The serine-phosphorylated form of histidine-containing protein (HPr), a component of the phosphoenolpyruvate:sugar phosphotransferase system from Bacillus subtilis, has been characterized by NMR spectroscopy and solvent denaturation studies. The results indicate that phosphorylation of Ser 46, the N-cap of alpha-helix-B, does not cause a conformational change but rather stabilizes the helix. Amide proton exchange rates in helix-B are decreased and phosphorylation stabilizes the protein to solvent and thermal denaturation, with a delta delta G of 0.7-0.8 kcal mol-1. A mutant in which Ser 46 is replaced by aspartic acid shows a similar stabilization, indicating that an electrostatic interaction between the negatively charged groups and the helix macrodipole contributes significantly to the stabilization.

Structural consequences of histidine phosphorylation: NMR characterization of the phosphohistidine form of histidine-containing protein from Bacillus subtilis and Escherichia coli.

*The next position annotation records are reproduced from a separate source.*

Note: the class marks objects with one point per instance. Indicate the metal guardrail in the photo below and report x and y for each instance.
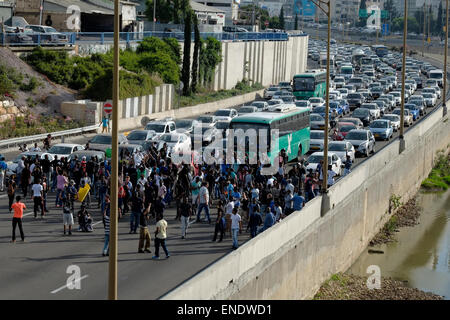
(72, 38)
(40, 137)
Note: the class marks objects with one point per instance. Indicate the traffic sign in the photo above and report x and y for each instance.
(107, 107)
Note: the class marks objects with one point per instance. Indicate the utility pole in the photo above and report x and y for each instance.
(402, 112)
(112, 276)
(154, 16)
(444, 85)
(325, 207)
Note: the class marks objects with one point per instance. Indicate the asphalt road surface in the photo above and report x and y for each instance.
(37, 269)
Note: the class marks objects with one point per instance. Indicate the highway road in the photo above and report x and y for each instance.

The bacterial phosphoenolpyruvate:sugar phosphotransferase system involves a series of reactions in which phosphoprotein intermediates are formed. Histidine-containing protein (HPr) is phosphorylated on the N delta 1 position of the imidazole ring of His15 by enzyme I and acts as a phosphoryl donor to the sugar-specific enzymes IIA. The structure of phosphorylated HPr from Bacillus subtilis, primarily, and from Escherichia coli has been studied by nuclear magnetic resonance (NMR) spectroscopy. Phosphorylation of His15 results in large downfield shifts in amide proton and nitrogen resonances for residues 16 and 17 but results in only modest or no shifts in other backbone resonances. The exchange rates of these two amide groups are decreased more than 10-fold upon phosphorylation. Analysis of the coupling constants 3JNH alpha revealed no significant changes throughout the protein, indicating that backbone phi dihedral angles do not change detectably. 3J alpha beta and 3JN beta patterns determined from P.E.COSY and HNHB spectra, respectively, revealed a change in one side chain, that of conserved Arg17. Analysis of NOESY spectra revealed a limited number of changes in NOEs involving protons in Ser12, His15, Arg71, and Pro18 in B. subtilis HPr. The NMR results indicate that the Arg17 side chain becomes limited in its conformational range in the phosphorylated protein, taking on a conformation that points its guanidinium group toward the phosphoryl group on His15. In addition, the tautomeric and ionization states of His15 have been determined using 15N and 31P NMR. At neutral pH, the imidazole is predominantly in the protonated form and the phosphoryl group is in the dianionic form in P-His15. Altogether, the results indicate that phosphorylation of His15 yields only a local effect on the protein's structure. The data are consistent with a small change in the disposition of the histidine side chain, allowing phosphoryl group oxygens to serve as hydrogen bond acceptors for the amide protons of residues Ala16 and Arg17, which constitute the first two residues of an alpha-helix. Thus, similar to many proteins that bind phosphoryl moieties noncovalently, the phosphoryl group in P-His15-HPr is situated to allow for a favorable electrostatic interaction at the N-terminal end of an alpha-helix.